Ok this is my trade. 
The black cable is your lead in from the street. This is a two pair cable with gell to [revent moisture ingress. The phone line will be working on pair 1 (White/ Blue) which will terminate on pins 2/6 of the old socket (610 female beige coloured socket). 
The other cable which you can't see will be a beige internal cable going to another internal socket of your house, connected in parralel. You will have the 1st pair (white/ Blue) of the beige cable connected to the white/ blue of the black cable. 
As said above all quite simple, for the untrained person the tricky part is terminating the wires, easist using useing small diagonal cutters (bull nose pliers are to big) if you nick the copper conducetr they are liley to snap.

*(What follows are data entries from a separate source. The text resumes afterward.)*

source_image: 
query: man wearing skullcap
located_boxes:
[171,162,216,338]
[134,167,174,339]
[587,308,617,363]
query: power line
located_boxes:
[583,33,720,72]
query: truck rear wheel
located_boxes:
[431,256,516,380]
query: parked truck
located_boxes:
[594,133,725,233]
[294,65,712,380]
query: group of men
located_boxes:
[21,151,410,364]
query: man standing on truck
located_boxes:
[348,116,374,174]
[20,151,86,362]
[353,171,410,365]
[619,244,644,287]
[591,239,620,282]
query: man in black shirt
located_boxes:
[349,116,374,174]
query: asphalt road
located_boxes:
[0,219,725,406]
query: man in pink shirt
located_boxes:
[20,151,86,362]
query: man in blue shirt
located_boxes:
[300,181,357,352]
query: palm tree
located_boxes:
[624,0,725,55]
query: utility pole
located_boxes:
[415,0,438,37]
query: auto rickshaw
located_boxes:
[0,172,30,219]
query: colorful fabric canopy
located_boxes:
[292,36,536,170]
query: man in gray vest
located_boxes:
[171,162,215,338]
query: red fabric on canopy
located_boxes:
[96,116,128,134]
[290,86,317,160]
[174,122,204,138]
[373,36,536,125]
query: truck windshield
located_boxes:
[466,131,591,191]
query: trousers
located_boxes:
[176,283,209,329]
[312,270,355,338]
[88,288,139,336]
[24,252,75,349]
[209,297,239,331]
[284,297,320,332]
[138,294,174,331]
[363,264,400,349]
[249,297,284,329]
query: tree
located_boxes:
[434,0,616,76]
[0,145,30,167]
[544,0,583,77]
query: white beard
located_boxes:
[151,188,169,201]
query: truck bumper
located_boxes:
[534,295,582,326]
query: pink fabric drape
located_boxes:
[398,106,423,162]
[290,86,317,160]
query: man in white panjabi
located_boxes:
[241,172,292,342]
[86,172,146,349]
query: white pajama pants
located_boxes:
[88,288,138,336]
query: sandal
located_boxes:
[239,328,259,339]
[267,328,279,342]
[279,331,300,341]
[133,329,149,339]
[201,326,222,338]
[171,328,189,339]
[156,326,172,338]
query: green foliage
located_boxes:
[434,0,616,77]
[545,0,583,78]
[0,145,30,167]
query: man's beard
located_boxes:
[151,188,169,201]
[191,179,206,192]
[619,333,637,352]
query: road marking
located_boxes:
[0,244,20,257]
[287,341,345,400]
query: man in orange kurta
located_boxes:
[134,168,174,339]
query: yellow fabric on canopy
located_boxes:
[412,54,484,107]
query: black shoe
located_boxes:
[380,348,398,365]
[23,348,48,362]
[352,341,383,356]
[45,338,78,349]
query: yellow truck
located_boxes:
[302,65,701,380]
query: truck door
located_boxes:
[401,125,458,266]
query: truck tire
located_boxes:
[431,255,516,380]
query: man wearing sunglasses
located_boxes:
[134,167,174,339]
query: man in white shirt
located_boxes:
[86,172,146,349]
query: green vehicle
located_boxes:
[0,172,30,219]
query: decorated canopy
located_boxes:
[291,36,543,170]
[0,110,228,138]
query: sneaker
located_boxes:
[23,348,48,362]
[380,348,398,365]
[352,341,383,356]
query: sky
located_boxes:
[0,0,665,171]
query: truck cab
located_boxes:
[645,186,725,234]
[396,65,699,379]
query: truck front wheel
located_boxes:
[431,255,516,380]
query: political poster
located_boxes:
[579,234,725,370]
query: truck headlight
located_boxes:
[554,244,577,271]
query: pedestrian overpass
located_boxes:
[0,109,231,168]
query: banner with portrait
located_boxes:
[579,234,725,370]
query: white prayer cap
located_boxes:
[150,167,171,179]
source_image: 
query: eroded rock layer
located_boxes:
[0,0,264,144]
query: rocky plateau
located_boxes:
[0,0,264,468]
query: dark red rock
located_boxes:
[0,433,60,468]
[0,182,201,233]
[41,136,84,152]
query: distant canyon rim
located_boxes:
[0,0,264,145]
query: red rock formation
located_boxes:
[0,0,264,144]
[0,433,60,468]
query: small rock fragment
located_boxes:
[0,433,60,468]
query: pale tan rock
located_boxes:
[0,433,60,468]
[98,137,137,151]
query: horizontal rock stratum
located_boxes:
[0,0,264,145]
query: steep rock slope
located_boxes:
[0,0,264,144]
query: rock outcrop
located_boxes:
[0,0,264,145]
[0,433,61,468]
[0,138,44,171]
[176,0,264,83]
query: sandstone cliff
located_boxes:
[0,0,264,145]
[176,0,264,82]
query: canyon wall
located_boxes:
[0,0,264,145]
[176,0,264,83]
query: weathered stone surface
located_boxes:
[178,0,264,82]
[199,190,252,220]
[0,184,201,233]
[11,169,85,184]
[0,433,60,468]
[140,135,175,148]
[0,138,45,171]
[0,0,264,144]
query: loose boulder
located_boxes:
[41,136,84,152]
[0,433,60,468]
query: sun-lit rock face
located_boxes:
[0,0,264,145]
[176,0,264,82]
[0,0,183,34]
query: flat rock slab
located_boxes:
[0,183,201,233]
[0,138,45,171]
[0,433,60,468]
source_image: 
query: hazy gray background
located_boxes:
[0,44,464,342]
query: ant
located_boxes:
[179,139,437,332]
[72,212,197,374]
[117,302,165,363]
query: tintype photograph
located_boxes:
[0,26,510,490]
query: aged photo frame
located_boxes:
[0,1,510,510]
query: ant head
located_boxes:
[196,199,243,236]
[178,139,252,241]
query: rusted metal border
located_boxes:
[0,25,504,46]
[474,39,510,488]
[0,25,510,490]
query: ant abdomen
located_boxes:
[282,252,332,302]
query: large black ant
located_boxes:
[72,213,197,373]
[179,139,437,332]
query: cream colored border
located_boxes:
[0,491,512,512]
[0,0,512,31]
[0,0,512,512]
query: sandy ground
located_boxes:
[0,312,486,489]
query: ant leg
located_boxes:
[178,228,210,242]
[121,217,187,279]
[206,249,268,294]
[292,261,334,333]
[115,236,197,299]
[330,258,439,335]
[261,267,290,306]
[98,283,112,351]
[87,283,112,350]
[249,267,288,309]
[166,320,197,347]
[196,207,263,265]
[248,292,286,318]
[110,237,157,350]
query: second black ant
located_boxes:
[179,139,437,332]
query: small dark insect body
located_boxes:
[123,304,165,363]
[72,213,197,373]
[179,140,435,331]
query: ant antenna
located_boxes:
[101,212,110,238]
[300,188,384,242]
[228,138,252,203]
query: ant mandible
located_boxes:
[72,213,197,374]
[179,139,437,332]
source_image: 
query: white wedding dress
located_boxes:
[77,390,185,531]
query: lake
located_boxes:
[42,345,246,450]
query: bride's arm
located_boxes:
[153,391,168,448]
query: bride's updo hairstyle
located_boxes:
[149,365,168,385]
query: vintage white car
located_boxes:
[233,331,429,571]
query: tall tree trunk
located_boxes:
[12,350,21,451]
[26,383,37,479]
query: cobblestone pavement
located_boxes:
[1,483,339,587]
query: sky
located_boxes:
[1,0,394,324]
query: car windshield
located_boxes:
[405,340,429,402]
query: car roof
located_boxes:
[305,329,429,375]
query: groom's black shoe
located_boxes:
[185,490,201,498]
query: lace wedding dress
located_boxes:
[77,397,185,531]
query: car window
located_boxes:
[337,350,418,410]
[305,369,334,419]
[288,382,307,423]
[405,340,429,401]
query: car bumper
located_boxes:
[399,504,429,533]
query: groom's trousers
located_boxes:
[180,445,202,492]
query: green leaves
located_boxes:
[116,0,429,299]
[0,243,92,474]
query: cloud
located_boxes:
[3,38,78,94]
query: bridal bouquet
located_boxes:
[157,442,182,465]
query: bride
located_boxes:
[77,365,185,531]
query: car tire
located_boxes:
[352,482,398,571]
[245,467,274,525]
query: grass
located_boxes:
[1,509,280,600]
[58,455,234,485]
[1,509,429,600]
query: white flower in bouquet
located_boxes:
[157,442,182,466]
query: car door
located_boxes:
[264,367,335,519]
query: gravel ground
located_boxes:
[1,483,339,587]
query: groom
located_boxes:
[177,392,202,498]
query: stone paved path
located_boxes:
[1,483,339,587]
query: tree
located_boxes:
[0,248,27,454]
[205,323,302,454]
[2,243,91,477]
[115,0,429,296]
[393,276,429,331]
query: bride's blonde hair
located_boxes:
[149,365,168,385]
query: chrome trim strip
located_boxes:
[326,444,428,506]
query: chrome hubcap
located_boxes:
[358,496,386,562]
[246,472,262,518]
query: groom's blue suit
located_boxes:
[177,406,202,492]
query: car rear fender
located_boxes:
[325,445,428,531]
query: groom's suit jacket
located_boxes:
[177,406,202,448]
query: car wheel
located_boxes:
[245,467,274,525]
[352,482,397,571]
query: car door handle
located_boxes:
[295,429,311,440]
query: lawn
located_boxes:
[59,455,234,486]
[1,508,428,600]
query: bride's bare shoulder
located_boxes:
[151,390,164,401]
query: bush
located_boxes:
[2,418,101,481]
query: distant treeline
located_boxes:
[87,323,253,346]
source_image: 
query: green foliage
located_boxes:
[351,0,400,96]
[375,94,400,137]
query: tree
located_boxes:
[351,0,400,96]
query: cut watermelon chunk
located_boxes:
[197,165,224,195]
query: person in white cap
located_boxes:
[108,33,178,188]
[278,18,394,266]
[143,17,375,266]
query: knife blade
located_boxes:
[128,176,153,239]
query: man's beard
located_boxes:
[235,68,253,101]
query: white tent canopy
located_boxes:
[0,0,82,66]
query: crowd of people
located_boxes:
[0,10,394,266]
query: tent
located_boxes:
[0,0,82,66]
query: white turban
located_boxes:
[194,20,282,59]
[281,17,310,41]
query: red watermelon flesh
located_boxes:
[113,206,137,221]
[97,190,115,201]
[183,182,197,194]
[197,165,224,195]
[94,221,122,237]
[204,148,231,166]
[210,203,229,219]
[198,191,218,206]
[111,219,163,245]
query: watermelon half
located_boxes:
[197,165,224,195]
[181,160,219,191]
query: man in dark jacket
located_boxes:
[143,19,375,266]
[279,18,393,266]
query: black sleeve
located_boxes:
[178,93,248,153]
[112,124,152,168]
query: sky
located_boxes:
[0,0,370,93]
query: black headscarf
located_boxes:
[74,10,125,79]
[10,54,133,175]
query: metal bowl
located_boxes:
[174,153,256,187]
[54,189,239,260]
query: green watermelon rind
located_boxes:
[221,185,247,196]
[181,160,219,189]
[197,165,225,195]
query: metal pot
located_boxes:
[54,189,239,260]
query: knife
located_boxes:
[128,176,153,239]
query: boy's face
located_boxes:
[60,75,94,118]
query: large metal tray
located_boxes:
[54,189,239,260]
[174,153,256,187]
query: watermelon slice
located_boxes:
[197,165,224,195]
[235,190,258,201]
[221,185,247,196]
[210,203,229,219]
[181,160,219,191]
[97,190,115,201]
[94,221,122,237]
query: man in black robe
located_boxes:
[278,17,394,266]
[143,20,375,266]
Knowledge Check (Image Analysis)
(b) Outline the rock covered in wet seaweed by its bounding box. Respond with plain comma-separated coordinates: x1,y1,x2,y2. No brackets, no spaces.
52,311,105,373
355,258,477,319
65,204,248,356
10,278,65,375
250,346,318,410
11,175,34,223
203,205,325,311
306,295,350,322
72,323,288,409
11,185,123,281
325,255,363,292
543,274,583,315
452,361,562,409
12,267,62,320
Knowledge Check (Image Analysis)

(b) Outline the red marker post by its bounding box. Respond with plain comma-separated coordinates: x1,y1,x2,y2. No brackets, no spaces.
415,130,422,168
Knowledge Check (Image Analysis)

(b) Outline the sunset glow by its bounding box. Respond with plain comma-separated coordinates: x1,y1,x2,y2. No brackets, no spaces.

Twist the connecters together tightly (black cable white conductor/ Beige cable white conducter, same with Blue conducters ) and reterminate.  
Make sure whe you reterminate the socket you do it correctly. 90% of tradies etc are all using sticky plates etc which fall off, or using wood screws into gyprock, which pull out. On gyprock use hollow wall anchors and a wall plate.  
Good, luck, if you get a tradie will only take 10 minutes to fix.

----------